I see in a calculus textbook that, for $|A| \neq 1$, \begin{align} f(x) &\equiv \int \frac{1}{A + \cos x} \,\text{d}x \\&=\frac{1}{ \sqrt{A^2 - 1} } \left( x - 2 \tan^{-1} \frac{ \sin x }{ A + \sqrt{A^2 - 1} + \cos x } \right) \end{align} which I have verified using Mathematica

$$\frac{\text{d}\, f(x)}{\text{d}\, x} = \frac{1}{A + \cos x}$$

However, I have failed to show the equivalence (up to a constant) of $f(x)$ to the more sensible form obtained by Mathematica (as explained here): $$g(x) \equiv \int \frac{1}{A + \cos x} \,\text{d}x = \frac{-2}{\sqrt{1-A^2}} \tanh ^{-1}\frac{(A-1) \tan \frac{x}{2}}{\sqrt{1-A^2}}$$ With the half angle substitution, one can replace $\tan \frac x2$ in above result. However, what really stumps me is how to get the linear term and arctangent in $f(x)$. It seems reasonable to try some identities involving inverses like $$\tanh^{-1}(\sin x) = \sinh^{-1}(\tan x) $$ or equivalently $$ \sin^{-1}( \tanh x ) = \tan^{-1}( \sinh x )$$ together with some common ways to combine $\sin x$ and $\cos x$. But, so far, I have gotten nowhere.

Answer 1

The equivalence of $g(x)$ and $f(x)$ can indeed be established, as shown below.

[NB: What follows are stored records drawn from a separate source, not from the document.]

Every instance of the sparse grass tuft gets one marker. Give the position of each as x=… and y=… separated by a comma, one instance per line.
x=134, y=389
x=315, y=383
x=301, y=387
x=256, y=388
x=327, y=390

\begin{align} g(x) &= \frac{-2}{\sqrt{1-A^2}} \tanh ^{-1}\frac{(A-1) \tan \frac{x}{2}}{\sqrt{1-A^2}}\\ &= \frac{2}{\sqrt{A^2-1}} \tan^{-1}\frac{(A-1) \tan \frac{x}{2}}{\sqrt{A^2-1}}\\ &= \frac{2}{\sqrt{A^2-1}} \bigg(\frac x2 -\tan^{-1}\tan\frac x2+\tan^{-1}\frac{(A-1) \tan \frac{x}{2}}{\sqrt{A^2-1}}\bigg)\\ &= \frac{1}{\sqrt{A^2-1}} \bigg(x-2\tan^{-1}\frac{\sqrt{A^2-1} -A+1}{\sqrt{A^2-1}\cot\frac x2+(A-1)\tan\frac x2}\bigg)\\ \end{align} Next, utilize $\tan\frac x2=\frac{1-\cos x}{\sin x}$ and $\cot\frac x2=\frac{1+\cos x}{\sin x}$, as well as $$\frac{\sqrt{A^2-1}+A-1}{\sqrt{A^2-1}-A+1}= A+ \sqrt{A^2-1}$$ to arrive at \begin{align} g(x) &= \frac{1}{\sqrt{A^2-1}} \bigg(x-2\tan^{-1}\frac{\sin x}{A+\sqrt{A^2-1}+\cos x}\bigg)=f(x) \end{align}

Answer 2

There are several ways to compute $$I=\int \frac{dx}{A + \cos x} $$ Using the tangent half-angle substitution $t=\tan \left(\frac{x}{2}\right)$, it reduces to $$I=2\int \frac{dt}{(A-1) t^2+(A+1)}=\frac 2{A-1}\int\frac{dt}{t^2+\frac{A+1}{A-1}}$$ So, now, using $$t=\sqrt{\frac{A+1}{A-1}}u\implies I=\frac{2 }{\sqrt{A-1} \sqrt{A+1}}\tan ^{-1}\left(\frac{\sqrt{A-1} }{\sqrt{A+1}}t\right)$$ but,as you can see, there could be some problem depending on the value of $A$. If $A >1$, I think that this is the best form to use.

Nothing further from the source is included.